Version: 2.0.x

rasa.nlu.featurizers.sparse_featurizer.count_vectors_featurizer

CountVectorsFeaturizer Objects

class CountVectorsFeaturizer(SparseFeaturizer)

Creates a sequence of token counts features based on sklearn's CountVectorizer.

All tokens which consist only of digits (e.g. 123 and 99 but not ab12d) will be represented by a single feature.

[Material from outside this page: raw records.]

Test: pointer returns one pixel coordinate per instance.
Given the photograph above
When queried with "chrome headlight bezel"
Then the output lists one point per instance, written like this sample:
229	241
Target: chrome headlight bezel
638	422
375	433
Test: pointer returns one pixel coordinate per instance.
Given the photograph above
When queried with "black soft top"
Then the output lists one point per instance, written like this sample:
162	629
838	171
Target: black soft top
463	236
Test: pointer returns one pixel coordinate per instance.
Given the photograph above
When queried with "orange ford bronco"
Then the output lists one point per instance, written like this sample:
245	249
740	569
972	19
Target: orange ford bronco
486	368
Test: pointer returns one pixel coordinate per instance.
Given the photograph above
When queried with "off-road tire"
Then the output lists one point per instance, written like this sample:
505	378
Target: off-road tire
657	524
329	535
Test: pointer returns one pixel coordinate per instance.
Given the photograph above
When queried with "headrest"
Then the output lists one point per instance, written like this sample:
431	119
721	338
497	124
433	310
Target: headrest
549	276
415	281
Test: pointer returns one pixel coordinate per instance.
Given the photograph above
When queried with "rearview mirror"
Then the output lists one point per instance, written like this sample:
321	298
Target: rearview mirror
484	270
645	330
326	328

Set analyzer to 'char_wb' to use the idea of Subword Semantic Hashing from https://arxiv.org/abs/1810.07150.

__init__

| __init__(component_config: Optional[Dict[Text, Any]] = None, vectorizers: Optional[Dict[Text, "CountVectorizer"]] = None) -> None

Construct a new count vectorizer using the sklearn framework.

train

| train(training_data: TrainingData, cfg: Optional[RasaNLUModelConfig] = None, **kwargs: Any, ,) -> None

Train the featurizer.

Take parameters from config and construct a new count vectorizer using the sklearn framework.

process

| process(message: Message, **kwargs: Any) -> None

Process incoming message and compute and set features

persist

| persist(file_name: Text, model_dir: Text) -> Optional[Dict[Text, Any]]

Persist this model into the passed directory.

Returns the metadata necessary to load the model again.